しかし内容が内容なだけに、そのまま伝えて良いものか。
アルウェンは少しの間逡巡した。
(……機嫌を損ねないようにと、色々取り繕うのは逆効果かもしれないわね)
彼に信頼されるためには、自分の人間性をさらけ出さなければいけないような、そんな気がした。
「世間で噂されている人物像とは随分違う雰囲気に、ただただ驚いております」
「噂?ああ……サウラ妃が流したデマか」
「デマ……なのですか?」
「あのな、気に入らないからとその都度臣下を手にかけていれば、もっと大事になってるはずだろう?それに、そんな愚息を父上が立太子することもなかったはずだ」
「確かに、おっしゃる通りです」
「正当な理由があって処罰した者が、たまたまサウラ妃周辺の人間だったというだけの話だ」
なるほど。
皇太子をよく思わない第二妃が、同胞を殺された恨みから嘘の噂を吹聴した──よくある話だ。
「俺が世間で噂されているような残虐非道な人間かどうかは自分ではわからない。だが、おまえの事情については知っていてあえて止めなかった」
アルウェンの胸が、ドクンと大きく音を立てた。
「……なぜでしょうか」
人の手垢がついた女が嫌だというのなら、シンシアを選ぶべきだった。
それなのに彼がアルウェンを娶った理由はなんだったのだろう。
「シャトレ侯爵家の娘であれば誰でもよかったし、それに対する対応の仕方は、今後シャトレ侯爵家を図るひとつの指針になるだろうと思ったからだ」
自身の結婚という一大事でさえ、彼にとっては政略のひとつでしかない。
彼のような立場に生まれれば当たり前のことだが、それにしても不満や後悔などという負の感情が一切見当たらない。
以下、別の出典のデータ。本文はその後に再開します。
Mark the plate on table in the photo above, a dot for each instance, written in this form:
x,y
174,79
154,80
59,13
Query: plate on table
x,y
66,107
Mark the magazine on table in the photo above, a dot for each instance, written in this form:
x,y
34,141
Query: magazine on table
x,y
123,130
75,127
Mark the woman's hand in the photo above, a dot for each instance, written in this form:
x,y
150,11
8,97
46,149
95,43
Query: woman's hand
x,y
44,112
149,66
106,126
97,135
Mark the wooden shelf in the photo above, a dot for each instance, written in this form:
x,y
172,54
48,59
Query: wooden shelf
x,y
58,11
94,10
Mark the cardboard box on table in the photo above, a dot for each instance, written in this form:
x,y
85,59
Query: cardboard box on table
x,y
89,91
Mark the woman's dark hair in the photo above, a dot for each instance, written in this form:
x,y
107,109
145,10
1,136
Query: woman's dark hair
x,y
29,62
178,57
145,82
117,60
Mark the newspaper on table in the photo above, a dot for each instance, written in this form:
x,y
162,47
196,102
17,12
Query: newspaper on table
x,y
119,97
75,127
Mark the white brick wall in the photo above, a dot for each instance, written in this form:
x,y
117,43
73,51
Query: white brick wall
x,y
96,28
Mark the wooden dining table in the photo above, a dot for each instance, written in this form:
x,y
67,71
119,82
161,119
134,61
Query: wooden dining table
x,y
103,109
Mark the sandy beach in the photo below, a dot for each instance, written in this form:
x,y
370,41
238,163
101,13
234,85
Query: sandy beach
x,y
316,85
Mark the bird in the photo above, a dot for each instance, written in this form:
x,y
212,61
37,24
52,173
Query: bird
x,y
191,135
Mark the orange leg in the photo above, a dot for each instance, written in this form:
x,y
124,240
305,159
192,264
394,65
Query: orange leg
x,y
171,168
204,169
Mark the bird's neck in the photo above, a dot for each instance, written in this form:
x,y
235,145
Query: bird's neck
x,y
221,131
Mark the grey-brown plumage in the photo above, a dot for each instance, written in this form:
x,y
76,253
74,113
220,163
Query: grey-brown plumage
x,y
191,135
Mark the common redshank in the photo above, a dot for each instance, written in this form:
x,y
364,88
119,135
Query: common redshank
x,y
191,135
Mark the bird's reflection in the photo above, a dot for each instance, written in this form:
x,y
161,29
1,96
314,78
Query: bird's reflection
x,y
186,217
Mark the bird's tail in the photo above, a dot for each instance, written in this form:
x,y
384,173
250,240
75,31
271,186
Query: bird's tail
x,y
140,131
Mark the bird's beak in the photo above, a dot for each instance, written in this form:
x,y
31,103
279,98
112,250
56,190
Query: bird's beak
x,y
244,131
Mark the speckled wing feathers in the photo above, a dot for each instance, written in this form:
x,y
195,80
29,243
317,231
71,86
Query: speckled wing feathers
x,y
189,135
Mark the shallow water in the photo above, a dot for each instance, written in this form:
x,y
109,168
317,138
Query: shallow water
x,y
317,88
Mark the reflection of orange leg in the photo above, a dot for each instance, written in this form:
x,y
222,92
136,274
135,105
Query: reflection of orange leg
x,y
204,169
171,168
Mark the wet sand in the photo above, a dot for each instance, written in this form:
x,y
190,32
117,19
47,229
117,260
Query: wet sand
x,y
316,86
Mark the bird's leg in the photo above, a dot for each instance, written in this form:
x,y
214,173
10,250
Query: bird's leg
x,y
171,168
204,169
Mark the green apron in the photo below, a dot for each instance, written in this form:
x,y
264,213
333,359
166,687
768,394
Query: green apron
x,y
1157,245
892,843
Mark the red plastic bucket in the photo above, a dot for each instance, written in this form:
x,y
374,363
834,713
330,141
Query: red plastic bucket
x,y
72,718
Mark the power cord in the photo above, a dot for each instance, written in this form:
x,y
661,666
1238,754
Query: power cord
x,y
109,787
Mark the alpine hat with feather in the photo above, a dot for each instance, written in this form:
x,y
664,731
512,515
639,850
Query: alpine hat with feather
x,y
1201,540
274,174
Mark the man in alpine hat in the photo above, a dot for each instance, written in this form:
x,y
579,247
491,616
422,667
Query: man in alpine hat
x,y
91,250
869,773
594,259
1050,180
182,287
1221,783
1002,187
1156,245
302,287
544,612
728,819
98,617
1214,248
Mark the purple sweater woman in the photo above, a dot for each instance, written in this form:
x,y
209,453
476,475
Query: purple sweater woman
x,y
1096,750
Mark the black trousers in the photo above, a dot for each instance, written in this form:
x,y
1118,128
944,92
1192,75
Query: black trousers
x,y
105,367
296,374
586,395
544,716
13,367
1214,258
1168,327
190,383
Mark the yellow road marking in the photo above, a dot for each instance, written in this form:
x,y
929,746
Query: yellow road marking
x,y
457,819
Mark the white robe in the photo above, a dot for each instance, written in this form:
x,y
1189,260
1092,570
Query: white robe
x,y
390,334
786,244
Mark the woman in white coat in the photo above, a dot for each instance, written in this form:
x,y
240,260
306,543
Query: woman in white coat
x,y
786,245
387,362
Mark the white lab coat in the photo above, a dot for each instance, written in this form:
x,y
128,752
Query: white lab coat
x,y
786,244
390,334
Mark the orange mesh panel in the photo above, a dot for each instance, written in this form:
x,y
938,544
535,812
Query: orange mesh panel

父母の対応が見たかったと言い切れるあたりも、いっそ清々しいほどだ。
「恨み言があるなら今日だけは聞いてやる」
「それは、良心の呵責ですか?」
「違う。今日ですべて終わらせろと言っている」
終わらせた先になにがあるのだろう。
ただお飾りの妃としての日々だろうか。
「ご心配は無用です。家を出る時に、すべて捨ててまいりました」
ヴェールを引き裂いたあの瞬間、すべてが終わったのだ。
潔い返答が意外だったのか、サリオンはほんの少し面食らったような表情でアルウェンを見つめた。
「それと、殿下には恨み言ではなく、お願いがございます」
「なんだ。なにか欲しい物でもあるのか?」
「はい。ですが、殿下が今お考えのような宝石などでは決してございません」
言い当てられたことが面白くないのか、サリオンは眉を顰めた。